Amira Mortada, El Shorouk Newspaper, Associated Press
CAIRO — They tirelessly hold rallies, whether at night or under cold rain, chanting for the return of Egypt's ousted Islamist President Mohammed Morsi. They clash with police, hurling back fuming tear gas canisters and getting dragged by their veils and thrown behind bars. At protests in universities, they get into fistfights with rival female students.
Women supporters of the Muslim Brotherhood have stepped into the front line of Islamist protests, one of the few branches of the organization not crushed by a heavy crackdown since Morsi's removal in a July 3 coup.
Former group members say it's an intentional survival tactic by the Brotherhood, aiming to keep its street pressure alive and betting that security forces are less likely to strike heavily against women — and that if they do, it will win public sympathy for the Islamists' cause.

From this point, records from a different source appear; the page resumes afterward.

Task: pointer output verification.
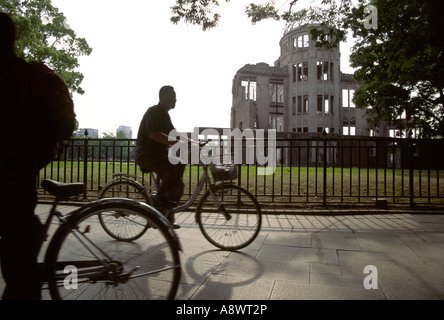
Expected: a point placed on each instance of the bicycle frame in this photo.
(195, 193)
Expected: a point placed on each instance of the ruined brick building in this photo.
(304, 92)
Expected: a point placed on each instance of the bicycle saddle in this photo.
(61, 190)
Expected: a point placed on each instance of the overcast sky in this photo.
(136, 50)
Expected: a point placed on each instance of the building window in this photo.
(323, 104)
(303, 71)
(347, 98)
(249, 89)
(276, 92)
(325, 70)
(302, 41)
(349, 131)
(276, 122)
(299, 105)
(319, 104)
(305, 104)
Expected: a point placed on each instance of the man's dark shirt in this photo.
(156, 119)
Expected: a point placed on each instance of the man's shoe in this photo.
(170, 216)
(163, 202)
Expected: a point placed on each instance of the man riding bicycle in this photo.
(151, 154)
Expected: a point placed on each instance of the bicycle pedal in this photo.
(87, 229)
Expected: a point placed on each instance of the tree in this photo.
(44, 36)
(398, 57)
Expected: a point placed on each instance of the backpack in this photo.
(37, 113)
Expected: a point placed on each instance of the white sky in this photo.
(137, 50)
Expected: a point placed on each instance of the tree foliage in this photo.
(45, 36)
(399, 62)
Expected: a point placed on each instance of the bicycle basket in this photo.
(223, 172)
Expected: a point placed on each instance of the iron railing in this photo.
(324, 170)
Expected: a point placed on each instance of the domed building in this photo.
(304, 92)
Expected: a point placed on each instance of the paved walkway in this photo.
(319, 256)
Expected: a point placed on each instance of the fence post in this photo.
(411, 173)
(324, 174)
(85, 163)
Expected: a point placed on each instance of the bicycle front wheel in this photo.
(229, 217)
(83, 263)
(122, 225)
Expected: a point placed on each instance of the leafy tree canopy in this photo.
(398, 53)
(44, 36)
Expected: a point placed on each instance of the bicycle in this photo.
(228, 216)
(83, 262)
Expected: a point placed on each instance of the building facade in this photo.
(125, 131)
(304, 92)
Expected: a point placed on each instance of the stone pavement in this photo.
(319, 256)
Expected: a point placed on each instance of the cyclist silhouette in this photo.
(36, 112)
(152, 148)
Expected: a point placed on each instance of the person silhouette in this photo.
(152, 147)
(36, 113)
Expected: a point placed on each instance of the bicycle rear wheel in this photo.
(84, 263)
(122, 225)
(230, 218)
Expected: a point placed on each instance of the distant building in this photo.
(304, 92)
(126, 131)
(87, 132)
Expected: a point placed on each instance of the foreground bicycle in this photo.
(83, 262)
(228, 215)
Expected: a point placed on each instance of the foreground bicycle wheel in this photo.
(230, 219)
(98, 267)
(121, 225)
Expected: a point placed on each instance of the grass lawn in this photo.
(286, 185)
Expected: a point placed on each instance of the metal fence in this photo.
(318, 170)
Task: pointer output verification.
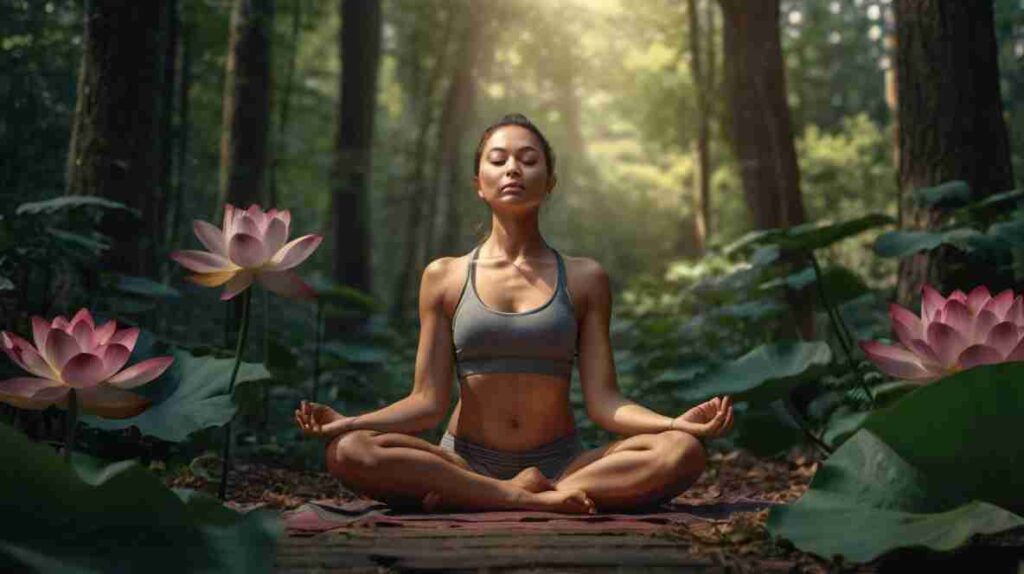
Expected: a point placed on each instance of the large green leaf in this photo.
(902, 244)
(964, 431)
(866, 500)
(936, 467)
(118, 518)
(767, 372)
(198, 398)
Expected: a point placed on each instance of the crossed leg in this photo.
(404, 471)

It's a major change in role for the Muslim Sisterhood, as the women's branch is known. Like the Brotherhood's male cadres, its women are highly disciplined and undergo years of indoctrination instilling principles of obedience — often from childhood — but in the women's case, they have largely been trained to play a mostly backseat, family-centered part.
In daily protests the past months, they have proven determined and ferocious.
"We are protecting our religion. I came out for the sake of Islam," said a slim veiled 13-year-old Souhidah Abdel-Rahman, who was arrested along with her mother during a pro-Morsi protest in October in the Mediterranean city of Alexandria. Abdel-Rahman was immediately released because of her age, but her mother remained in detention.
"They want to break our back but we are not going to back off," she said, speaking to The Associated Press as she visited her mother earlier this month at a prison in the Nile Delta city of Damanhour.
A male Brotherhood youth leader from the southern city of Assiut said he and many members are "hibernating" in the face of the crackdown. But he said the group is betting that the public, which largely backed Morsi's ouster, will eventually turn against the military and interim government under pressing economic conditions. He spoke of the "butterfly" tactic of swift, snap demonstrations organized by the group's surviving lower cadres.
Women and students, he said, play an important role. "The women are hardly harmed because no one knows them. Security authorities don't have files for them," he said, speaking on condition of anonymity because of security concerns. Also, women help heal the relationship between the Brotherhood and the public, he added, acknowledging that "the group is hated in the street now."
The attempt to win public sympathies appears to be having mixed success.
One win for the group came when 21 women arrested in the October Alexandria protest, including seven juveniles, received heavy sentences of up to 11 years in prison for protesting. The harshness of the sentences — along with images of the handcuffed women and girls in their white robes in the courtroom's defendants cage — shocked even some opponents of Islamists. The sentences were reduced to one-year suspended prison terms on appeal and the women have been released.
Tarek el-Beshbeshi, a former senior Brotherhood member who defected this year from the group, said the Brotherhood is waging a "war of attrition" with constant protests to wear down state resources. Along with university students, women "are making the biggest impact because they are the most zealous and enjoy a societal immunity from prosecution to some extent."
Still, another ex-Brotherhood member, Ahmed Ban, noted that the heavy sentences against the women were a message from authorities "that there are no red lines in the confrontation. If you wave the women card in my face, I will deal with them as if they are men."
At the same time, the Brotherhood women have at times faced a public backlash during the protests.